Ärztliche Schweigepflicht - bei Hinweis auf geplante Straftaten gibt es Ausnahmen

Pflichten und Möglichkeiten des Arztes im Rahmen der Schweigepflicht

Von Dörte Rösler
31. März 2015

Hätte der Flugzeugabsturz in Südfrankreich verhindert werden können, wenn die Ärzte des Co-Piloten ihre Schweigepflicht gebrochen hätten? Die Hinweise auf eine psychische Erkrankung des Täters lassen dies zumindest vermuten, und sie regen eine öffentliche Definition an. Welche Grundlage hat die ärztliche Schweigepflicht - und wo liegen ihre Grenzen?

Pflicht zum Schweigen

Ärzte müssen nicht nur hohe fachliche Standards erfüllen, für sie gelten auch besondere ethische Prinzipien.

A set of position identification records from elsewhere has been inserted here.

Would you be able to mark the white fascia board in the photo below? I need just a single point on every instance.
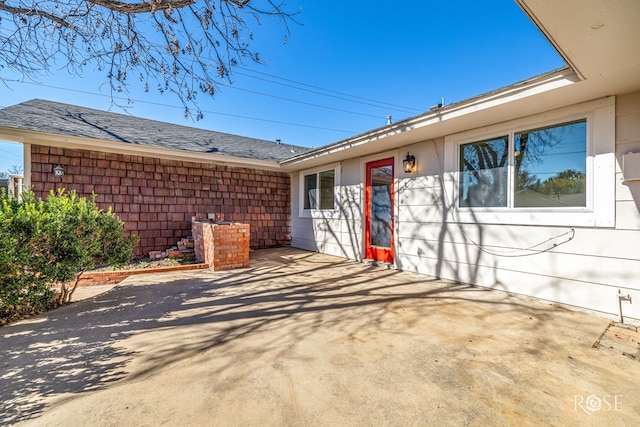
(451, 119)
(64, 141)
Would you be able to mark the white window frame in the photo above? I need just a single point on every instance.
(320, 213)
(600, 170)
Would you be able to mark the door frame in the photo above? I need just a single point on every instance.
(376, 253)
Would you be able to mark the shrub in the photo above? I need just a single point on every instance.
(53, 241)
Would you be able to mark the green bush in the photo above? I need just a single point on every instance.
(53, 241)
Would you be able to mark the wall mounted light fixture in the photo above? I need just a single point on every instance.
(58, 171)
(409, 163)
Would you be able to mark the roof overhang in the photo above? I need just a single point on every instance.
(78, 143)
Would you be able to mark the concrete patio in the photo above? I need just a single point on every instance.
(304, 339)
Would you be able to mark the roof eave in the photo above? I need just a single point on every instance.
(450, 119)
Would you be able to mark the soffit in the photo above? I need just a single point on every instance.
(595, 37)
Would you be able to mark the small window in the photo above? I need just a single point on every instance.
(319, 190)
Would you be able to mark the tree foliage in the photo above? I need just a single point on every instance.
(182, 46)
(52, 242)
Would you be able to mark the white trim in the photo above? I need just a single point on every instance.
(600, 169)
(320, 213)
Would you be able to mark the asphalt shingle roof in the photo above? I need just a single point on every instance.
(71, 120)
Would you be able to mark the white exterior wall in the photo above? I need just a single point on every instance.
(586, 267)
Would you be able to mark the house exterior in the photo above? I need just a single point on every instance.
(532, 189)
(156, 176)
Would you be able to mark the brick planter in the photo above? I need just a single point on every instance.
(222, 245)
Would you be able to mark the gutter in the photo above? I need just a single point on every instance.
(449, 114)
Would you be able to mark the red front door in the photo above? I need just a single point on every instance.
(379, 211)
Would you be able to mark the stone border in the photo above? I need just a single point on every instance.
(115, 277)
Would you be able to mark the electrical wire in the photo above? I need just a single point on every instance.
(343, 96)
(511, 252)
(350, 132)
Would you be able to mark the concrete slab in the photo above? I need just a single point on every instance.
(306, 339)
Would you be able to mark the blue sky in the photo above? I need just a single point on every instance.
(348, 66)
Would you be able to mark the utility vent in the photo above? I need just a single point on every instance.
(631, 167)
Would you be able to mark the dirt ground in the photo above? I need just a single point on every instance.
(304, 339)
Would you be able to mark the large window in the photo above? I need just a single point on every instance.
(319, 190)
(547, 169)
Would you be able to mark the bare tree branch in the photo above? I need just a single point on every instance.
(185, 47)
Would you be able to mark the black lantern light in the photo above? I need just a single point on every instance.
(409, 163)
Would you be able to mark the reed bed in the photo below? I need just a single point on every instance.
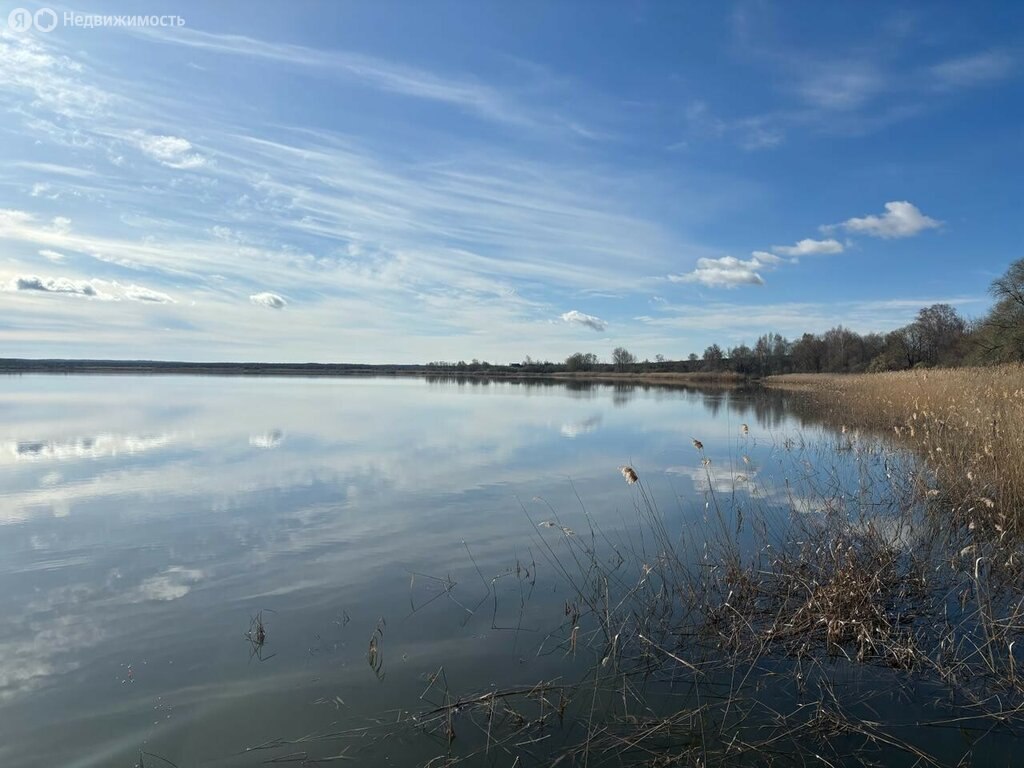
(967, 423)
(840, 609)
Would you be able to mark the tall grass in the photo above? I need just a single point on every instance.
(967, 423)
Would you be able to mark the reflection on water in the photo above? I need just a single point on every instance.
(145, 522)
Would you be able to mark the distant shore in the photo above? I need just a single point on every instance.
(339, 370)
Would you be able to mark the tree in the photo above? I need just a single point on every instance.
(1001, 334)
(581, 361)
(623, 358)
(713, 357)
(939, 332)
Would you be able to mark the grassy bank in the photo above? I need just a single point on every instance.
(968, 424)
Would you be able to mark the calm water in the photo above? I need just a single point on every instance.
(144, 521)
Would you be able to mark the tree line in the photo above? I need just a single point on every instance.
(938, 336)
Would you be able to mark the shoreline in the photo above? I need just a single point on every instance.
(11, 367)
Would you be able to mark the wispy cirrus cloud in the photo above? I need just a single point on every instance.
(576, 317)
(974, 70)
(269, 300)
(809, 247)
(466, 94)
(172, 152)
(90, 289)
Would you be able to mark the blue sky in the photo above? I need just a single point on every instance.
(408, 181)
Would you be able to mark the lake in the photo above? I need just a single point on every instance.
(227, 571)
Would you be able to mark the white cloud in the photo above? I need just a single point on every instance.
(579, 318)
(971, 71)
(139, 293)
(172, 152)
(808, 247)
(766, 259)
(901, 219)
(90, 289)
(728, 271)
(267, 299)
(54, 285)
(267, 440)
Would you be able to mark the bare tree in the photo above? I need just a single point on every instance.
(623, 358)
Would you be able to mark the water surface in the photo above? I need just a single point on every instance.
(144, 521)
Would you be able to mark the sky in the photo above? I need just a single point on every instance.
(411, 181)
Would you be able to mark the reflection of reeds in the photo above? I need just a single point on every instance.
(375, 654)
(256, 637)
(968, 424)
(771, 628)
(729, 617)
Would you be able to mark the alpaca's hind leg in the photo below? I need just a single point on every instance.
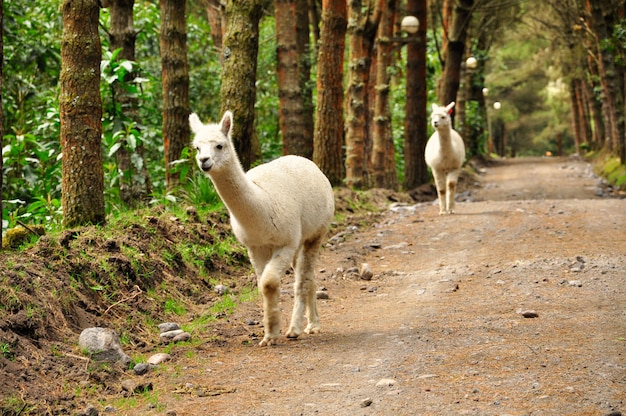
(304, 291)
(269, 286)
(440, 183)
(451, 194)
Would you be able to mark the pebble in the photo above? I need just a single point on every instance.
(91, 411)
(320, 294)
(169, 335)
(386, 382)
(159, 358)
(183, 336)
(221, 289)
(365, 272)
(141, 368)
(168, 326)
(529, 313)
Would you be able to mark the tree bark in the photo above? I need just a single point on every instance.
(381, 149)
(450, 78)
(215, 15)
(238, 93)
(415, 123)
(134, 186)
(81, 115)
(612, 90)
(1, 116)
(175, 78)
(362, 33)
(297, 139)
(328, 139)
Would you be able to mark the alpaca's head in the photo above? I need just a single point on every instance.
(440, 116)
(213, 144)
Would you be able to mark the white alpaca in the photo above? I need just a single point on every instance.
(445, 153)
(280, 211)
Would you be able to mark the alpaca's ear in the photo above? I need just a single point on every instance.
(226, 124)
(194, 122)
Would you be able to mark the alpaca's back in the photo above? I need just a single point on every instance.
(302, 197)
(450, 157)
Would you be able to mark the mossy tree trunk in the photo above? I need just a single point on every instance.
(328, 137)
(1, 116)
(451, 75)
(383, 153)
(175, 79)
(415, 122)
(81, 114)
(293, 77)
(134, 179)
(362, 33)
(239, 57)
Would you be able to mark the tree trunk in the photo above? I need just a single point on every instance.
(305, 56)
(415, 124)
(612, 90)
(134, 186)
(81, 115)
(576, 102)
(297, 140)
(328, 139)
(175, 78)
(1, 118)
(381, 150)
(238, 93)
(215, 15)
(450, 78)
(362, 34)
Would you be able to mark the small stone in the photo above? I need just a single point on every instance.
(221, 290)
(183, 336)
(141, 368)
(529, 313)
(169, 335)
(129, 385)
(386, 382)
(320, 294)
(168, 326)
(365, 272)
(91, 411)
(159, 358)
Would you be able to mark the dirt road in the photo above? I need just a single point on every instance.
(441, 327)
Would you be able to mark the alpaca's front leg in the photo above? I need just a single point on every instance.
(269, 286)
(440, 183)
(450, 196)
(305, 298)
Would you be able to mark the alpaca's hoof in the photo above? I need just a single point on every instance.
(292, 334)
(313, 329)
(268, 341)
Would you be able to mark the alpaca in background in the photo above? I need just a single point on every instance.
(445, 153)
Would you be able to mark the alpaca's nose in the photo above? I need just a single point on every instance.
(205, 163)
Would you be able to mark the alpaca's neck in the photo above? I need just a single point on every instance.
(239, 194)
(445, 136)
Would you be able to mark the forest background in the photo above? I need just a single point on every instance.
(529, 77)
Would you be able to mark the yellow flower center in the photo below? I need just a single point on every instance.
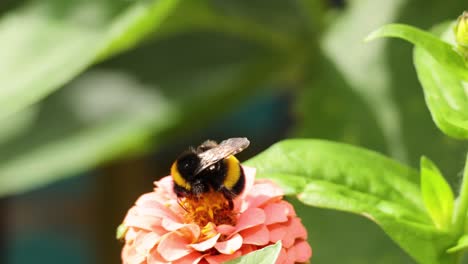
(211, 207)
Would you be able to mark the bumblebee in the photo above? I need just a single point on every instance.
(210, 167)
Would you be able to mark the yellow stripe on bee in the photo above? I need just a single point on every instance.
(178, 179)
(233, 172)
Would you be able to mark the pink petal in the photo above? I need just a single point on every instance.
(147, 197)
(155, 258)
(218, 259)
(229, 246)
(142, 221)
(190, 231)
(302, 251)
(225, 229)
(276, 213)
(282, 257)
(277, 232)
(290, 256)
(207, 244)
(131, 256)
(171, 225)
(250, 218)
(296, 229)
(291, 211)
(246, 249)
(249, 173)
(192, 258)
(258, 235)
(173, 246)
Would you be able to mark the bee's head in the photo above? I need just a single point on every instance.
(187, 164)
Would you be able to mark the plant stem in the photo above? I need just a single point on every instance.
(460, 210)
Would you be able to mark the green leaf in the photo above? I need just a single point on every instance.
(441, 71)
(437, 194)
(266, 255)
(462, 244)
(129, 107)
(343, 177)
(46, 43)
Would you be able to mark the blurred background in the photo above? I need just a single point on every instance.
(97, 128)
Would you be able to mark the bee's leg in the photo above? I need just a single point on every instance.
(180, 203)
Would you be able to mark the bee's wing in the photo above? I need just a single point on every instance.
(228, 147)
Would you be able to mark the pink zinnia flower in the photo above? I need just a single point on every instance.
(163, 229)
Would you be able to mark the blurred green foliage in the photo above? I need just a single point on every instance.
(84, 82)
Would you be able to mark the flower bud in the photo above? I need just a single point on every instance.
(461, 30)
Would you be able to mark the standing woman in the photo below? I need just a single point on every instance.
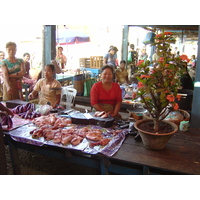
(13, 71)
(61, 58)
(106, 95)
(48, 88)
(110, 58)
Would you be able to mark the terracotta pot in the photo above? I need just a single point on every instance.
(155, 141)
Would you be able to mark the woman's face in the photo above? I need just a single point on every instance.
(122, 65)
(26, 58)
(2, 56)
(11, 50)
(113, 52)
(107, 75)
(48, 73)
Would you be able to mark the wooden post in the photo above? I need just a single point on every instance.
(195, 114)
(124, 52)
(49, 50)
(3, 165)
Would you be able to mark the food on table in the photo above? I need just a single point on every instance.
(51, 119)
(94, 134)
(99, 113)
(105, 115)
(102, 142)
(76, 140)
(6, 120)
(26, 111)
(37, 133)
(66, 139)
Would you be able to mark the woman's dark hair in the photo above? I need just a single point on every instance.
(52, 67)
(107, 67)
(113, 48)
(122, 61)
(11, 44)
(60, 48)
(26, 54)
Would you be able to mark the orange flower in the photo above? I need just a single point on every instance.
(140, 62)
(167, 33)
(176, 106)
(170, 98)
(140, 85)
(161, 59)
(178, 97)
(145, 76)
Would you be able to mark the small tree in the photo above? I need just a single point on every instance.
(158, 86)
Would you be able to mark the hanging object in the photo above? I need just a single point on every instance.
(71, 36)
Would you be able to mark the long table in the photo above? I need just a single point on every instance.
(180, 156)
(81, 100)
(64, 77)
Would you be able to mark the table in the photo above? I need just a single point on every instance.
(180, 156)
(81, 100)
(64, 77)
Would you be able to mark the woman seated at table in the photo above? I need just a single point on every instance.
(121, 73)
(48, 88)
(106, 95)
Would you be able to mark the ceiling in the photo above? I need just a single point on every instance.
(188, 32)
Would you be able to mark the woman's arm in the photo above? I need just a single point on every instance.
(19, 74)
(57, 101)
(116, 110)
(6, 79)
(32, 94)
(57, 68)
(3, 108)
(97, 107)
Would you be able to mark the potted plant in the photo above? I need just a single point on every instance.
(158, 90)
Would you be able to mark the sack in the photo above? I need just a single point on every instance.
(79, 83)
(129, 58)
(149, 38)
(87, 86)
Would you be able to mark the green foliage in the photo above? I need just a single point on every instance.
(158, 86)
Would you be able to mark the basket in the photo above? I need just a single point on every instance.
(84, 62)
(185, 114)
(96, 62)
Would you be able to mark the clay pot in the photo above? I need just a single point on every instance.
(155, 141)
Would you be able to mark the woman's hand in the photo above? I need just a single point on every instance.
(30, 96)
(9, 90)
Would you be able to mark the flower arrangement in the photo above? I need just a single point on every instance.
(158, 85)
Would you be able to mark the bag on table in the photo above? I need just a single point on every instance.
(79, 83)
(87, 86)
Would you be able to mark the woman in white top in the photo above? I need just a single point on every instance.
(48, 88)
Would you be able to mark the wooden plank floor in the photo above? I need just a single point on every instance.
(180, 155)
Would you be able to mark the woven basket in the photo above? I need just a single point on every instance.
(177, 122)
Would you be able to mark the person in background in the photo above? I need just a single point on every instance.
(121, 73)
(61, 58)
(110, 58)
(48, 89)
(155, 58)
(5, 109)
(27, 78)
(144, 55)
(2, 56)
(106, 95)
(13, 71)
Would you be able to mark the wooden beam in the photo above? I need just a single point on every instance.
(195, 114)
(125, 43)
(49, 50)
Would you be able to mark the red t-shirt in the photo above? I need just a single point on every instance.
(99, 95)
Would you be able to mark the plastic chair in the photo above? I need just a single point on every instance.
(70, 94)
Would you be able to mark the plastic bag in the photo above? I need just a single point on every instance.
(44, 109)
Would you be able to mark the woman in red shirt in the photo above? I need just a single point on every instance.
(106, 95)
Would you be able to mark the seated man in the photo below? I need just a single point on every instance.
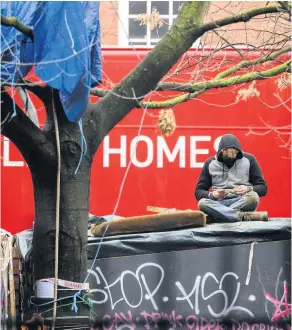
(237, 183)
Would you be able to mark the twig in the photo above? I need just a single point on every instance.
(14, 22)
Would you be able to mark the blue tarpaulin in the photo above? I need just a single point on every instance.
(66, 51)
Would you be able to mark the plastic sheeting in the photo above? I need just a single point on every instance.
(213, 235)
(66, 50)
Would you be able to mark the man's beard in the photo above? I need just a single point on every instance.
(228, 161)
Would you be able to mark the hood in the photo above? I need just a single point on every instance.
(229, 141)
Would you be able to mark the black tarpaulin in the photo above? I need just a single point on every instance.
(213, 235)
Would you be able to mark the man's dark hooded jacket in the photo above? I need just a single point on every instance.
(217, 175)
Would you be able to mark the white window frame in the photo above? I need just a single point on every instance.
(123, 26)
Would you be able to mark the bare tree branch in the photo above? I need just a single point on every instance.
(202, 87)
(244, 17)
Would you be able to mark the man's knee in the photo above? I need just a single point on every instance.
(203, 204)
(251, 200)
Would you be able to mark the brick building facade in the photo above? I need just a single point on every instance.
(119, 27)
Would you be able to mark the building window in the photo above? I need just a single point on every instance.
(131, 33)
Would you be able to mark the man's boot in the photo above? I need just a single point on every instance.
(254, 216)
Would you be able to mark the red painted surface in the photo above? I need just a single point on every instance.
(162, 182)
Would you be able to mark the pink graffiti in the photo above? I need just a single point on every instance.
(279, 304)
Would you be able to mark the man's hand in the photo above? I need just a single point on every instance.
(219, 194)
(240, 190)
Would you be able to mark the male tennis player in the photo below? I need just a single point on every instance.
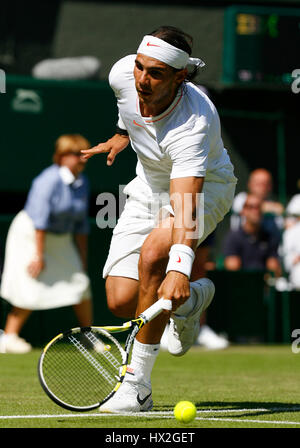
(174, 129)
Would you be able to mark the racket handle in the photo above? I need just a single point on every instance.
(155, 309)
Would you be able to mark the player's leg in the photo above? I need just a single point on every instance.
(84, 312)
(122, 296)
(10, 342)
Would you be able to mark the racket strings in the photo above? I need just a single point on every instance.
(82, 368)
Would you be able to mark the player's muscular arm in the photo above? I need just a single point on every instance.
(113, 146)
(184, 194)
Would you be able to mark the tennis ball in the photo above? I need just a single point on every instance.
(185, 411)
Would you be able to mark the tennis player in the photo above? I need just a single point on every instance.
(174, 129)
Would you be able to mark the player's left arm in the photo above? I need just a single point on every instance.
(184, 196)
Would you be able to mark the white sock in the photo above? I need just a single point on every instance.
(142, 361)
(188, 305)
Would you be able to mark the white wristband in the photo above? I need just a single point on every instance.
(181, 259)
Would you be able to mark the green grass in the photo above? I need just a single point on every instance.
(240, 387)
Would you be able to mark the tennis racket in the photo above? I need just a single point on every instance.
(82, 368)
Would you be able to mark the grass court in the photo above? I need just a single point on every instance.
(253, 386)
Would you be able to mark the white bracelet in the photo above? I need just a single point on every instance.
(181, 259)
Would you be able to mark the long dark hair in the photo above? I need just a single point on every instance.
(179, 39)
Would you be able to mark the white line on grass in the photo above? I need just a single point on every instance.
(169, 414)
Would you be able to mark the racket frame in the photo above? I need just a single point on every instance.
(134, 325)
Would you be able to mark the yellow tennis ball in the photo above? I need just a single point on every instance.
(185, 411)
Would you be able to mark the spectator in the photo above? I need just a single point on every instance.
(43, 268)
(291, 242)
(252, 246)
(260, 183)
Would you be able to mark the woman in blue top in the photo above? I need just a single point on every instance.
(46, 247)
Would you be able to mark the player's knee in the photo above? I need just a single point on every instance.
(121, 300)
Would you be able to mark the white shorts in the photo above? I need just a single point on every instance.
(62, 282)
(141, 214)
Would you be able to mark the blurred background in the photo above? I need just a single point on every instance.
(251, 50)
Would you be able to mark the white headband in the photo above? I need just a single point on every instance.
(163, 51)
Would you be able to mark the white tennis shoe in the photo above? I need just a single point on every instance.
(130, 397)
(184, 330)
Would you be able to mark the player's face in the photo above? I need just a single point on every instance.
(156, 82)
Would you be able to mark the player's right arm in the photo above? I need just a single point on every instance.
(112, 146)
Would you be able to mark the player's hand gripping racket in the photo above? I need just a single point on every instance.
(83, 367)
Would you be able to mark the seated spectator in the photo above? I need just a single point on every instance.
(260, 183)
(291, 242)
(252, 246)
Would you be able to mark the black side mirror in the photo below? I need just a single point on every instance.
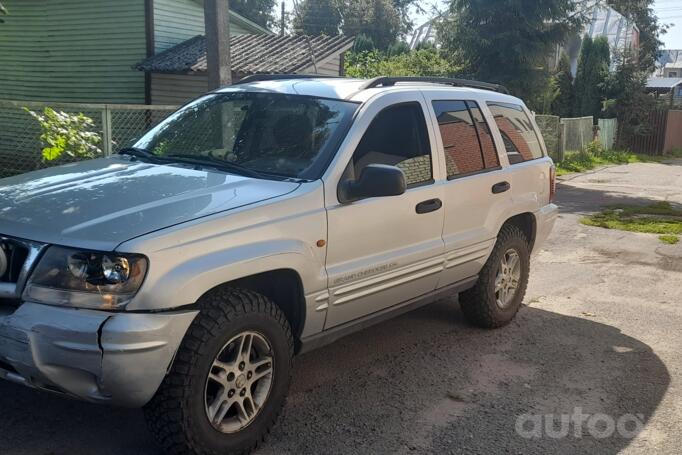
(376, 180)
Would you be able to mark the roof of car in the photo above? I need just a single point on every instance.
(349, 88)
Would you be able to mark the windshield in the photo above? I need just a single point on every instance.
(289, 136)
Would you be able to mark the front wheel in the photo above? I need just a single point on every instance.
(498, 294)
(229, 380)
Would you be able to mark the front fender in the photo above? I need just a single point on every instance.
(186, 282)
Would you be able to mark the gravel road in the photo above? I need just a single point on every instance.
(600, 335)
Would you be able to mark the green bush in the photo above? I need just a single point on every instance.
(424, 62)
(69, 134)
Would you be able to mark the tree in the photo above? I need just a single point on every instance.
(378, 19)
(563, 103)
(259, 11)
(403, 9)
(593, 72)
(508, 41)
(316, 17)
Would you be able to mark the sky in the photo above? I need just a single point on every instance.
(668, 11)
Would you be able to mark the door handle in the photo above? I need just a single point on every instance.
(429, 206)
(501, 187)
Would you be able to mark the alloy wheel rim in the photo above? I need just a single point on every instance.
(239, 382)
(507, 278)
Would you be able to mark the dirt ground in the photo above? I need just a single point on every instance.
(599, 337)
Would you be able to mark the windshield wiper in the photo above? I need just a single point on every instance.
(141, 153)
(223, 165)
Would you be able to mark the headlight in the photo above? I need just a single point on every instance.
(86, 279)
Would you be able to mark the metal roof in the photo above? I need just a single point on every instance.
(663, 82)
(670, 58)
(250, 54)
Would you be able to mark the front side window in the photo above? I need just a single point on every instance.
(277, 135)
(396, 137)
(520, 140)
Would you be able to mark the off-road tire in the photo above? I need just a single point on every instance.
(177, 416)
(479, 303)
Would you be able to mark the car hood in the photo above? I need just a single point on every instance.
(101, 203)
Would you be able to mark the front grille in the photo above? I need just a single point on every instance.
(17, 258)
(13, 256)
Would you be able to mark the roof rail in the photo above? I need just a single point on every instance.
(384, 81)
(279, 77)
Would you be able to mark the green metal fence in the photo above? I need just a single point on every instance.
(119, 125)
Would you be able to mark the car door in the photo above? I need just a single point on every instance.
(385, 250)
(477, 189)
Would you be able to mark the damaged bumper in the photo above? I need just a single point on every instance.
(114, 358)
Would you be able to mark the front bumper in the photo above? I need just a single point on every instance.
(545, 219)
(114, 358)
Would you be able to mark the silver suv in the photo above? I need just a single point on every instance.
(259, 221)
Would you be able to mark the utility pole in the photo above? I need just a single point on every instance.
(217, 24)
(282, 24)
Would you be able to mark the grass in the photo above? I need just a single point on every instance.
(669, 239)
(594, 156)
(659, 218)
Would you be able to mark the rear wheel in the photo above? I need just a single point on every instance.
(498, 294)
(229, 380)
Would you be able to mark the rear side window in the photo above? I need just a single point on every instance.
(466, 138)
(520, 140)
(397, 137)
(490, 157)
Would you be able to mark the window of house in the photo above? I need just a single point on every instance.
(520, 140)
(490, 157)
(396, 137)
(467, 141)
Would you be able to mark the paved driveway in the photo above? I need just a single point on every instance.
(599, 337)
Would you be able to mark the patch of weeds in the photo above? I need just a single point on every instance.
(669, 239)
(595, 155)
(659, 218)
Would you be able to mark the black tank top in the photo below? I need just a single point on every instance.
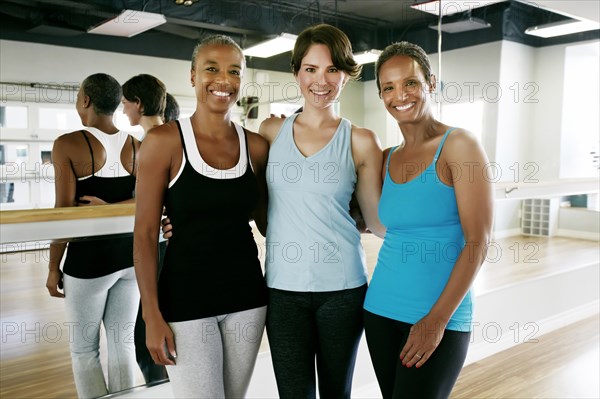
(102, 255)
(211, 266)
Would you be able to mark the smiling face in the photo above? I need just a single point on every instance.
(404, 89)
(320, 81)
(217, 76)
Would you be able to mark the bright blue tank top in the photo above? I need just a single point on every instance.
(312, 242)
(423, 241)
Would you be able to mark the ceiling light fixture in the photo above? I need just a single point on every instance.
(562, 28)
(366, 57)
(280, 44)
(186, 2)
(450, 7)
(463, 26)
(129, 23)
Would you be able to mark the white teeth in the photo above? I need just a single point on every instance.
(220, 93)
(404, 107)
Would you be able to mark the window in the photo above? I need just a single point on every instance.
(12, 116)
(59, 118)
(580, 131)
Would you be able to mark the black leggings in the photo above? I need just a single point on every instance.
(435, 379)
(302, 325)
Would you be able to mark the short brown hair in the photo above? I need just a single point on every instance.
(336, 41)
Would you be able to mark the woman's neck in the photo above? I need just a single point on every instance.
(319, 116)
(211, 123)
(148, 122)
(419, 131)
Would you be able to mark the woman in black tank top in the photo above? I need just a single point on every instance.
(210, 176)
(145, 104)
(95, 166)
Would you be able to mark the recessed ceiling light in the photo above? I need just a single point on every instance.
(280, 44)
(366, 57)
(129, 23)
(450, 7)
(463, 26)
(561, 28)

Der Patient muss darauf vertrauen können, dass sein Arzt private Details nicht herumerzählt. Nach Paragraf 203 StGB droht bei Verstößen gegen die ärztliche Schweigepflicht deshalb eine Haftstrafe bis zu einem Jahr.

Pflicht zur Meldung

Zugleich ist der Arzt zum Schutz des menschlichen Lebens verpflichtet. Dieses Rechtsgut wiegt höher als die Schweigepflicht. Wenn er Hinweise auf eine Suizidgefahr oder geplante schwere Straftaten erhält, muss er diese melden.

Zu den meldepflichtigen "Katalogtaten" zählen laut Paragraf 138 StGB neben Mord und Totschlag etwa auch Angriffe gegen den Luftverkehr. Wenn der Arzt diese Informationen nicht weitergibt, macht er sich ebenfalls strafbar.

Probleme bei der Güterabwägung

In der Praxis führen diese widerstreitenden Interessen zu zahlreichen Problemen. So ist es für den Arzt oftmals nicht möglich, festzustellen, wie realistisch die Gefährdung durch seinen Patienten ist.

Verschweigt er einen Mordplan, den sein Patient dann tatsächlich umsetzt, trägt er eine Mitschuld am Verbrechen. Informiert er die Behörden dagegen ohne "gegenwärtige Gefahr", muss er Regressforderungen fürchten.

Eine allgemeine Möglichkeit, dass der Co-Pilot ein Flugzeug gegen eine Felswand steuern könnte, reicht für die Meldung an die Polizei nicht aus. Woher soll der Arzt aber wissen, was sein Patient wirklich tun wird - zumal, wenn dieser sich nicht offenbart?

Absprache mit der Ärztekammer möglich

Wenn die Abwägung zwischen Schweigepflicht und einer konkreten Gefahr für Dritte schwierig ist, hat der Arzt aber noch eine weitere Möglichkeit: Er kann die Ärztekammer um Beratung bitten. Dadurch erhält er unabhängige Bewertung von Fachleuten und sichert sich selbst gegen strafrechtliche Konsequenzen ab.